Hongkong rozczarował management Ali Baby, chińskiego potentata handlu w sieci, który chciał zachować kontrolę nad upublicznianą firmą. Dlatego spółka zadebiutowała w Nowym Jorku. Teraz omijają ją miliardy dolarów, które na giełdę w Hongkongu płyną od inwestorów z Chin kontynentalnych. .
Notowany w Hongkongu Tencent Holdings Ltd. w tym roku podrożał 40 proc. powiększając wycenę rynkową o 54 miliardy dolarów. Było to możliwe dzięki inwestorom z kontynentu, którzy coraz częściej korzystają z połączenia transakcyjnego między parkietami w Hongkongu i Szanghaju. Akcje Ali baby w Nowym Jorku poleciały w dół o 18 proc., Dzięki temu Tencent, komunikator internetowy zniwelował różnicę w wycenie między nim a Ali Babą do najniższego poziomu od kiedy Ali Baba zadebiutował za oceanem.
Od wrześniowego rekordowego IPO Ali Baba zmagał się ze słabnącą dynamiką przychodów ze sprzedaży, krytyką ze strony chińskiego regulatora w związku z praktykami handlowymi, a także grożącymi procesami w Stanach Zjednoczonych. W tym czasie Tencent wzbogacił treści nawiązując współpracę m. in. z NBA i HBO by zwiększyć ruch. .

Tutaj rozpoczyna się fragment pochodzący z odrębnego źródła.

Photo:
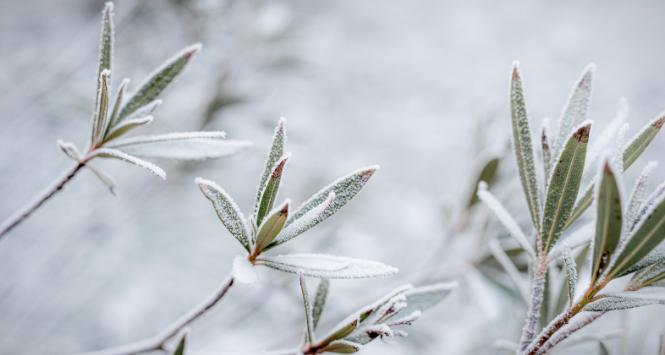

- Wielu inwestorów niepokoi się o wzrost Ali baby w najbliższym czasie- wskazuje Li Yujie, analityk RHB Research Institute. Zwraca on uwagę, iż Tencent był bardzo niedowartościowany w porównaniu z akcjami firm internetowych na kontynencie, dlatego inwestorzy zdecydowali się na kupno jego walorów.
W tym roku Hang Seng, główny wskaźnik parkietu w Hongkongu zyskał 17 proc. a przyspieszenie nastąpiło w marcu, kiedy inwestorzy z Chin kontynentalnych w rekordowym tempie za pośrednictwem łącza z Szanghajem, lokowali pieniądze na giełdzie w byłej kolonii brytyjskiej.